Tacoma Labor History Landmark Tour
Description
A Guide to Labor Heritage Sites in Downtown Tacoma
Before the Bank of California building was erected at this location, the Alpha Opera House stood here. The Opera House was one of the more impressive spaces available for public events in New Tacoma, and from the early 1880s locals hosted receptions for visiting dignitaries as well as special events and political meetings inside. Several well-attended 1885 discussions about driving Tacoma's Chinese residents out of the city took place at the Alpha, and periodic rallies there kept the anti-Chinese movement at a fever pitch through November of that year.
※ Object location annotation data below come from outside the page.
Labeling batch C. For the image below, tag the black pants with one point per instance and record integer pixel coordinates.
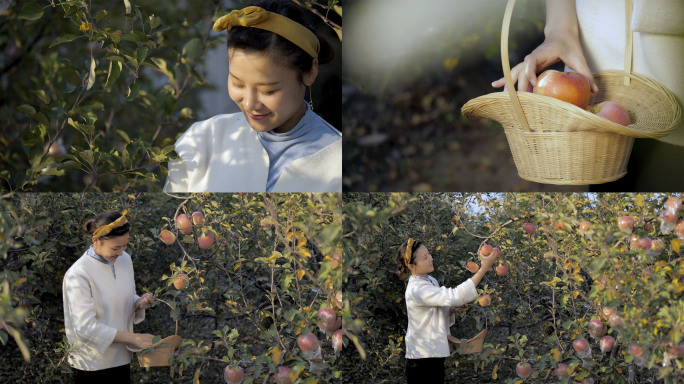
(116, 375)
(425, 371)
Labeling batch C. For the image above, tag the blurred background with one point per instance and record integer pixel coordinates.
(409, 67)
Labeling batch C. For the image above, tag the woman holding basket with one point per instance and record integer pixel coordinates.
(99, 299)
(430, 310)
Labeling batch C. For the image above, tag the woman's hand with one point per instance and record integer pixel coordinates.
(561, 44)
(487, 261)
(145, 301)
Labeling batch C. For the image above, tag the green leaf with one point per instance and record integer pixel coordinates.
(65, 38)
(133, 90)
(154, 21)
(42, 96)
(31, 11)
(114, 72)
(91, 75)
(191, 48)
(141, 53)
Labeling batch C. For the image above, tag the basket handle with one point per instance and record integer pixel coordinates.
(517, 108)
(628, 41)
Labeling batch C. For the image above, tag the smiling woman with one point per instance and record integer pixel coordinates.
(430, 309)
(99, 300)
(277, 143)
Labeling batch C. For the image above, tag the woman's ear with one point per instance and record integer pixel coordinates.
(310, 77)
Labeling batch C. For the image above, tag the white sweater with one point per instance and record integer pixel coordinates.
(427, 305)
(96, 305)
(224, 154)
(658, 42)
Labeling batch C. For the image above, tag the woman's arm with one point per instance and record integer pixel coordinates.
(140, 340)
(561, 44)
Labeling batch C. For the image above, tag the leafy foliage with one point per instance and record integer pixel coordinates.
(247, 299)
(560, 278)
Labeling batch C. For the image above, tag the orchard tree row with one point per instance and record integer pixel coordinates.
(251, 282)
(588, 288)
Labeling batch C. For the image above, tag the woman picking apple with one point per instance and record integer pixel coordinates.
(99, 300)
(430, 310)
(276, 143)
(589, 36)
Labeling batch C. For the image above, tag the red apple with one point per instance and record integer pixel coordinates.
(502, 269)
(307, 342)
(626, 224)
(206, 240)
(234, 374)
(486, 250)
(596, 328)
(635, 350)
(167, 237)
(524, 370)
(529, 228)
(570, 87)
(615, 321)
(197, 218)
(580, 345)
(326, 319)
(612, 111)
(283, 375)
(606, 343)
(184, 224)
(562, 371)
(668, 216)
(673, 204)
(338, 343)
(608, 311)
(584, 226)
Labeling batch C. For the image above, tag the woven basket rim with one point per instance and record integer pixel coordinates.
(592, 122)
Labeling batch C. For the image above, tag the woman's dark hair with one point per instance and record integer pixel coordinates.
(102, 219)
(259, 40)
(402, 269)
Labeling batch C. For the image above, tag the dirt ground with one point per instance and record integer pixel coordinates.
(415, 138)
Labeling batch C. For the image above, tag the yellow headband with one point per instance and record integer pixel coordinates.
(257, 17)
(105, 229)
(408, 252)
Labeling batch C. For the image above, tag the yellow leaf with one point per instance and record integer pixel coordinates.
(303, 252)
(274, 256)
(297, 237)
(276, 354)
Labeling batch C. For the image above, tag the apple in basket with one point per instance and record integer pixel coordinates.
(570, 87)
(612, 111)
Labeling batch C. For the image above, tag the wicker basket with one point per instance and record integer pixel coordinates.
(163, 350)
(467, 347)
(555, 142)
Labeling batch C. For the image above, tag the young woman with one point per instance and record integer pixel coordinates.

After the events of November 3rd, 27 prominent Tacomans were arraigned in Vancouver on charges of insurrection for the expulsion of the city's Chinese community; a reception celebrating their return to Tacoma was also held at the Alpha.
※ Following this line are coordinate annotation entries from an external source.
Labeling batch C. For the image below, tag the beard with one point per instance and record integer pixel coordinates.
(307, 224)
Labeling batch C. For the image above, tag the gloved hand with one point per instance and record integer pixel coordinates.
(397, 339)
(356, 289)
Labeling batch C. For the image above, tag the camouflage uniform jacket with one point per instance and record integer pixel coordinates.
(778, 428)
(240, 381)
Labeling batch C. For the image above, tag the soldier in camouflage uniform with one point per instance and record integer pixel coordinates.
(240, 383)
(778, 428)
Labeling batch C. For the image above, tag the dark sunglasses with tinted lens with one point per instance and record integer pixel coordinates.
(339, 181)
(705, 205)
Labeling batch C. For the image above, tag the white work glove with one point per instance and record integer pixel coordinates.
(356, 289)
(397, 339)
Chinese laborers helped build the railroads that brought people and goods to Tacoma and other towns in the western U.S. after the Civil War. Chinese men and families built homes on property owned by the railroad when Tacoma landholders refused to sell them residences in town. When members of Tacoma's Chinese community, fearing anti-Chinese violence, began fleeing the city in the fall of 1885 some departed from the passenger train station, Villard depot, built in 1883. Those that remained were forced from their homes the afternoon of November 3rd 1885, marched past Villard Depot to a station outside the city boundaries, and put on trains to Oregon.